Threat Level: green Handler on Duty: Johannes Ullrich

SANS ISC: Theoretical and Practical Password Entropy - SANS Internet Storm Center SANS ISC InfoSec Forums

Participate: Learn more about our honeypot network

Sign Up for Free!   Forgot Password?
Log In or Sign Up for Free!
Theoretical and Practical Password Entropy

We got a number of submissions pointing to today's XKCD cartoon [1] . I think the cartoon is great, and illustrates a nice dilemma in password security. Yes, I know passwords don't work, but we still all use them and we still have to come up with reasonable passwords.

Even if you are using a password safe tool that comes up with new random passwords for each application and website, you still need to remember the password for the password safe, and there are a few applications (e.g. logging in to your system) that can't be covered by a password safe.

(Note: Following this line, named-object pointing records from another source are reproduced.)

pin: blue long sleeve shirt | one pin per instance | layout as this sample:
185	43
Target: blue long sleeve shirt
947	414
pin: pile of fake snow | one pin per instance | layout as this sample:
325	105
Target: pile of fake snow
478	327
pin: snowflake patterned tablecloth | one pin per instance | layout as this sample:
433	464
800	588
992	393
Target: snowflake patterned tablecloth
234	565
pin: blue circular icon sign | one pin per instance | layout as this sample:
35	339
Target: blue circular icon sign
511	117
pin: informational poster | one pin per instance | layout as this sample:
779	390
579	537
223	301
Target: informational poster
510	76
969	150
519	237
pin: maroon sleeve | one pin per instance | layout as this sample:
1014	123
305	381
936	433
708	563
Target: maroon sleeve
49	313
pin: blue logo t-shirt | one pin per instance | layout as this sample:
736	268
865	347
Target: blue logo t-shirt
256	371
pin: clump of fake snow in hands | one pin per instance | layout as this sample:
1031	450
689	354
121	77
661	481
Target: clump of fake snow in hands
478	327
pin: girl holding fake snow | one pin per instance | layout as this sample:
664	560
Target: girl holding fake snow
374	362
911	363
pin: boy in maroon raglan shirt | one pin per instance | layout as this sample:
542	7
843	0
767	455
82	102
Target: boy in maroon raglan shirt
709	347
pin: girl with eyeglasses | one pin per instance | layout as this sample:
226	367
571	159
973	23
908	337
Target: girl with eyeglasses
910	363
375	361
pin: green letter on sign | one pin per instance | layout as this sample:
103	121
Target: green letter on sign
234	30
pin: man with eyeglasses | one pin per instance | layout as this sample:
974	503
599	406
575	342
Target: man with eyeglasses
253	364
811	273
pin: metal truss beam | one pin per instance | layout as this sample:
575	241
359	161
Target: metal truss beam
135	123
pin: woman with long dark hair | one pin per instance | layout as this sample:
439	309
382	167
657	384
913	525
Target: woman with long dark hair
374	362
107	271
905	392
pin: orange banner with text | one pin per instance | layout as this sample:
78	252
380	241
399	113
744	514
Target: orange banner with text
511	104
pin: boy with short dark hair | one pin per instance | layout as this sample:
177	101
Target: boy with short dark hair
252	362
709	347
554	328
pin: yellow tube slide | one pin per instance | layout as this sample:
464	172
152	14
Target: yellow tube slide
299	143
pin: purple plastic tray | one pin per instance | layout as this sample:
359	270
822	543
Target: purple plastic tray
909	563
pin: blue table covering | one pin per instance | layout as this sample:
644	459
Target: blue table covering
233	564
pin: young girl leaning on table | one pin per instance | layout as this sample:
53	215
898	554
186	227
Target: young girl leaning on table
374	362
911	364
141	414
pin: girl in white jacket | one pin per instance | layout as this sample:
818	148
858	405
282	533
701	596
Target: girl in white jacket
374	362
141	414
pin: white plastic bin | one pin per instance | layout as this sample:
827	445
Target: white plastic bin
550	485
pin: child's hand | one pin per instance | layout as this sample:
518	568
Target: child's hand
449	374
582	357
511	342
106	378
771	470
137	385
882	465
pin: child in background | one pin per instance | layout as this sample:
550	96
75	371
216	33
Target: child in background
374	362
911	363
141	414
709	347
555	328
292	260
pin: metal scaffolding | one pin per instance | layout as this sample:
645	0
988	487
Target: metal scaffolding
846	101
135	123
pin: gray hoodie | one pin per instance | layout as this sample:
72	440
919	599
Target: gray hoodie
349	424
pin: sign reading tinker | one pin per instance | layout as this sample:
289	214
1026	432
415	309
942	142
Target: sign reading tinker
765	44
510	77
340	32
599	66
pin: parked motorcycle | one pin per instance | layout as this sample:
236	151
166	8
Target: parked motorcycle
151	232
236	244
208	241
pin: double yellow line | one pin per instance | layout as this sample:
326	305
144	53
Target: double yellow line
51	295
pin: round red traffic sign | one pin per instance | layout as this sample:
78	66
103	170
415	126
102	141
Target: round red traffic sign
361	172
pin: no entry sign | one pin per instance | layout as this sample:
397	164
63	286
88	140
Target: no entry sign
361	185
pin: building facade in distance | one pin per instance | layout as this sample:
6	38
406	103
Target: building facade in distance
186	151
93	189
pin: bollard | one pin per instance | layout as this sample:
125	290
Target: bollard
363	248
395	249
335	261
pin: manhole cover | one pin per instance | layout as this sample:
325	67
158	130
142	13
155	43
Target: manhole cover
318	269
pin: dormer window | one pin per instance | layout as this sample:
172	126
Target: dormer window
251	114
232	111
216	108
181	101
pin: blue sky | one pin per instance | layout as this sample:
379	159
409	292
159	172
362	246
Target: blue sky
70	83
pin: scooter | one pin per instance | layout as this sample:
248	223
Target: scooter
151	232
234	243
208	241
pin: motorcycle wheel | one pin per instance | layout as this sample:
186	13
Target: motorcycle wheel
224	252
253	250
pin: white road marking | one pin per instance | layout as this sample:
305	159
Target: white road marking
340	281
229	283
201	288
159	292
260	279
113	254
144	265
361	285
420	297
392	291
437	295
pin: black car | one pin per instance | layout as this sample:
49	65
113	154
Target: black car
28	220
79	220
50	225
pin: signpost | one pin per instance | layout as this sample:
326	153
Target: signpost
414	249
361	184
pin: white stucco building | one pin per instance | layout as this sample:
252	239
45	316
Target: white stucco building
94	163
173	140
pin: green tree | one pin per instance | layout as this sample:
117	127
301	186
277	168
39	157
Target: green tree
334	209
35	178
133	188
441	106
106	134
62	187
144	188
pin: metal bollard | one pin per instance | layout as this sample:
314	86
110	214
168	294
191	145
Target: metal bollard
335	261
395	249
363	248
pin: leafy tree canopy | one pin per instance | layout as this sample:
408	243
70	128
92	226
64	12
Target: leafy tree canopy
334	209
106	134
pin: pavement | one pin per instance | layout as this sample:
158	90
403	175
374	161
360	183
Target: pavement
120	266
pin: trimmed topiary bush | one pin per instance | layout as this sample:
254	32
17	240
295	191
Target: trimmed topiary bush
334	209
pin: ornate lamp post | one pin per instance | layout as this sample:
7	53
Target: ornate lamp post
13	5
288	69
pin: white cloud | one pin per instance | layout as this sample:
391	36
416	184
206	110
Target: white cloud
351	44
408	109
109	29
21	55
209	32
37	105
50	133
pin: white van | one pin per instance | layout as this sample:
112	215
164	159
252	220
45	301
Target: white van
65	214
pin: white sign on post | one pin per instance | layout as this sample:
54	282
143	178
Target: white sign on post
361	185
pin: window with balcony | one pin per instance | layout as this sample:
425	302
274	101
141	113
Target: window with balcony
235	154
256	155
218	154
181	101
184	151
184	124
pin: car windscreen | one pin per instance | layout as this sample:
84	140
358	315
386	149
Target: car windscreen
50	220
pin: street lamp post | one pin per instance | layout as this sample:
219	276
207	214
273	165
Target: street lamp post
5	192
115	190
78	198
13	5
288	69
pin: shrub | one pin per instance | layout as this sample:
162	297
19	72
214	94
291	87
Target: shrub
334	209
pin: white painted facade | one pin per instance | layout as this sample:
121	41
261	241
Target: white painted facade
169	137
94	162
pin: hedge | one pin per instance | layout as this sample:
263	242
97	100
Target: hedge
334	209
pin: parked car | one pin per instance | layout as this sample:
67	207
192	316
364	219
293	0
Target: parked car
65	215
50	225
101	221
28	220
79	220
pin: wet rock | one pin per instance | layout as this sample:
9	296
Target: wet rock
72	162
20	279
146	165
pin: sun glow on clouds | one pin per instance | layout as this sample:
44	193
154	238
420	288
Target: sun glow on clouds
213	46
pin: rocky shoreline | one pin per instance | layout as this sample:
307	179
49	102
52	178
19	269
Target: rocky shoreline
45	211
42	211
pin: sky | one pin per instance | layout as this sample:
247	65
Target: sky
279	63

The basic dilemma is that you need to come up with a password that is hard to guess for others but easy enough for you to remember. Most password policies try to enforce a hard to guess password by forcing you to extend the range of characters from which you pick (different case letters, numbers, special characters). However, in real life, this may actually reduce the space of "memorable" passwords, or the total number of possible passwords.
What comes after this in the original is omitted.